Bukankah sia-sia usaha selama ini untuk meningkatkan
ekonomi tidak berdampak pada kebahagiaan?, Studi sejarah bahkan menyatakan kita
saat ini tidak lebih bahagai dari pada nenek moyang berburu pengumpul kita;
Kita lebih menderita. Bagaiman anda melihat tulisan di belakang truk
"piye, enak jamanku toh!". Lalu untuk apa pertumbuhan ekonomi? Sampai
kapan ekonomi harus tumbuh? Sampai kapan kita salah arah? Dampak dari
pertumbuhan ekonomi menjadi beban bagi bumi dan penghuninya, alam menglami
kerusakan, ekosistem terganggu, menyempitnya tempat layak huni, akibat
pencemaran lingkungan.
Dalam revolusi industri yang ke 4.0, manusia
dijanjikan kehidupan yang lebih baik, semua aktifitas kita ditentukan oleh para
rabi di Silicon Valley. Kecerdasan buatan pada smartphone dan fitur kemudahan
yang ada, apakah mampu memberi kebahagiaan?,
Testimoni yang saya lakukan untuk mencari motif seseorang menggunakan
Instragram menunjukan jawaban yang cukup mencengangkan "takut".
Ini membuktikan bahwa efek FOMO (fear missing out) melanda penduduk dunia. Salah
satu kelemahan dari smartphone dan internet, mereka adalah sumber gangguan
konstan, dan mayoritas apa yang mengalihkan perhatian kita adalah sesuatu yang
tidak penting. Sumber komoditi yang mahal saat ini adalah perhatian. Semua situs
dan aplikasi yang beredar di dunia maya, berlomba untuk mendapatkan perhatian
kita, orang-orang psikologi berperan sentral dalam mendisain aplikasi dan web,
spesialis dalam memegang perhatian orang. Psikologi telah menjerumuskan
kemanusian dalam lembah penderitaan.
Mayoritas pengguna teknologi saat ini merupakan
orang-orang yang mengalami emosi negatif,
ini pemicu yang sangat kuat dan sangat berpengaruh dalam rutinitas sehari-hari.

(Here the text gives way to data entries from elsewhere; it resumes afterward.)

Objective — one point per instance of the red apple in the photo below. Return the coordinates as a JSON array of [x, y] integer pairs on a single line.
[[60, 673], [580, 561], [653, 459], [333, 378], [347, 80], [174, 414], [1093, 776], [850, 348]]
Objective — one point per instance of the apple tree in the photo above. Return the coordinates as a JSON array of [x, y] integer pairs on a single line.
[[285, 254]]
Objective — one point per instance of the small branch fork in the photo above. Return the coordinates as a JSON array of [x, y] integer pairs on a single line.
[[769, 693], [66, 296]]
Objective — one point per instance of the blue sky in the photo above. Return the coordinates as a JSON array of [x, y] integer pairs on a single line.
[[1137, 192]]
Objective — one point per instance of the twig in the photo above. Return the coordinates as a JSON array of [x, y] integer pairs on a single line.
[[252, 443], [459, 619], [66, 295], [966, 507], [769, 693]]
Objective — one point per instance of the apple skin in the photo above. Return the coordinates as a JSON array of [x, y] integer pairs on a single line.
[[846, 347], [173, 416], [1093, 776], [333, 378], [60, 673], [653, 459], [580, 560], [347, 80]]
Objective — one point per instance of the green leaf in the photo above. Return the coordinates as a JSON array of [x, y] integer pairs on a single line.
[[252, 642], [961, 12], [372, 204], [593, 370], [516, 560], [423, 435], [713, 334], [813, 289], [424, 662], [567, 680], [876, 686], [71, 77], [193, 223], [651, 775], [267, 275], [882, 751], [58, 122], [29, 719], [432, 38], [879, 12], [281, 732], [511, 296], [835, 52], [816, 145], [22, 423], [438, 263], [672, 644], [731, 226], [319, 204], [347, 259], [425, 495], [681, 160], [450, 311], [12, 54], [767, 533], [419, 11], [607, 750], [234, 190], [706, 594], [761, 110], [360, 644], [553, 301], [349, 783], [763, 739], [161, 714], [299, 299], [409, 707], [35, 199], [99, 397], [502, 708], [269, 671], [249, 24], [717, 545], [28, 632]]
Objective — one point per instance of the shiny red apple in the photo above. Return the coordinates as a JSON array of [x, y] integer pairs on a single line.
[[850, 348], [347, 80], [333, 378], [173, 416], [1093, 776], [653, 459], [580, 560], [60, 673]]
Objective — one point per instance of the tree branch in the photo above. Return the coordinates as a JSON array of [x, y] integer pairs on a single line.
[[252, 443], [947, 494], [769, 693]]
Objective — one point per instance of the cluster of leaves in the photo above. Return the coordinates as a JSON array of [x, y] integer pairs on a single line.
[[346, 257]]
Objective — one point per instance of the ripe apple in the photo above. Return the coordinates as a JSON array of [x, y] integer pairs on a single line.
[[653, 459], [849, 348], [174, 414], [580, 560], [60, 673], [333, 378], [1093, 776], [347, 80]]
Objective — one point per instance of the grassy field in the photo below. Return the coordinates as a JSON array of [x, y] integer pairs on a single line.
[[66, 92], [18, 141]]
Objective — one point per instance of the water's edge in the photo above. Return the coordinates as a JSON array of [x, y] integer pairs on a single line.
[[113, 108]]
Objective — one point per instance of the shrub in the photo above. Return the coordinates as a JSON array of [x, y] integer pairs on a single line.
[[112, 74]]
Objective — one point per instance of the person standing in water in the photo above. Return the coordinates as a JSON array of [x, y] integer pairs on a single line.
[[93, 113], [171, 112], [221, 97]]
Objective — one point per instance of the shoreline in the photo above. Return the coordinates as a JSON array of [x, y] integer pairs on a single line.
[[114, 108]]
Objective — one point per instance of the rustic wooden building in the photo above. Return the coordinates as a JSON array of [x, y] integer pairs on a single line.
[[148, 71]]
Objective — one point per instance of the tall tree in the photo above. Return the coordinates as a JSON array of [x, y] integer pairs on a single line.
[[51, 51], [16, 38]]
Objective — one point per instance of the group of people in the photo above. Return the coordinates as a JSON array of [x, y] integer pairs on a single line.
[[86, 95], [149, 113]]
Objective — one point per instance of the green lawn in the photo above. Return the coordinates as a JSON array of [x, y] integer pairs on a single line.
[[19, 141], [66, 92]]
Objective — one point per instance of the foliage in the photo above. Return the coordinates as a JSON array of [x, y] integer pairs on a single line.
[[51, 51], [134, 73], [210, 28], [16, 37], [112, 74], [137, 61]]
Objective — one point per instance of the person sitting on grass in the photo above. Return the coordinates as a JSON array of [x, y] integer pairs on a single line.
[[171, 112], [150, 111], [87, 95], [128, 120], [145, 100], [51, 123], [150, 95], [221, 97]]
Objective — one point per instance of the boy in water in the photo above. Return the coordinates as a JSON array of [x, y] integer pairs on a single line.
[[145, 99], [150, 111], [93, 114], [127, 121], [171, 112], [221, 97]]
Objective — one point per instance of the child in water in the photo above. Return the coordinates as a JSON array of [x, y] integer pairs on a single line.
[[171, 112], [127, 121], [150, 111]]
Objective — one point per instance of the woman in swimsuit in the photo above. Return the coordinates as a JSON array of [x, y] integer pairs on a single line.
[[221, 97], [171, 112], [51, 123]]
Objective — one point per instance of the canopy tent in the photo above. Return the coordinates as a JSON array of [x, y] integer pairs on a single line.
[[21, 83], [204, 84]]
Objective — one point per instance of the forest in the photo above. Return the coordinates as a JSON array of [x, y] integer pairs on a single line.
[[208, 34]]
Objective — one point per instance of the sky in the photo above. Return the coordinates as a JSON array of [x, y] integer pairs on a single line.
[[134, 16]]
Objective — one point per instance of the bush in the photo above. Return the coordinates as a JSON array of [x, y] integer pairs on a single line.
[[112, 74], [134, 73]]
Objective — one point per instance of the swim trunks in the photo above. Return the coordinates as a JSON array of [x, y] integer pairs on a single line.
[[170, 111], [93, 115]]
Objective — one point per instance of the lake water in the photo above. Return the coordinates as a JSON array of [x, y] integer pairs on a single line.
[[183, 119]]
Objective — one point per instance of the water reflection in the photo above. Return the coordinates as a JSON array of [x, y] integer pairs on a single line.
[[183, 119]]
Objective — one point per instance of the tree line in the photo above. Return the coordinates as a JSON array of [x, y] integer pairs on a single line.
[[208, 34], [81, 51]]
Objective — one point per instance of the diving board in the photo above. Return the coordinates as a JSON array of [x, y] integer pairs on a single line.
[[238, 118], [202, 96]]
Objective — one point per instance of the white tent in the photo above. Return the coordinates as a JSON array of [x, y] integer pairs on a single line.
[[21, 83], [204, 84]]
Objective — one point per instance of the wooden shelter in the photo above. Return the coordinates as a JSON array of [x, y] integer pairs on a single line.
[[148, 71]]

Perasan bosan, kesepian, frustasi,
kebingungan dan keraguan sering menghasilkan rasa tidak nyaman dalam diri,
sehingga mendorong tindakan yang nyaris spontan dan sering kali tanpa
pertimbangan untuk meredam sensasi negatif tersebut. Tingginya penggunaan sosial media menandakan tingkat kecemasan dan
depresi yang tinggi. Ketersediaan akses yang tidak terbatas malah berdampak
kecemasan pada manusia. Apakah ini dapat menjadi tanda kemajuan, keberhasilan, kemenangan
manusia? Butuh berapa revolusi industri lagi untuk membebaskan manusia?. Revolusi
bioteknologi dan internet of things menjadi perangkap bagi kemanusian.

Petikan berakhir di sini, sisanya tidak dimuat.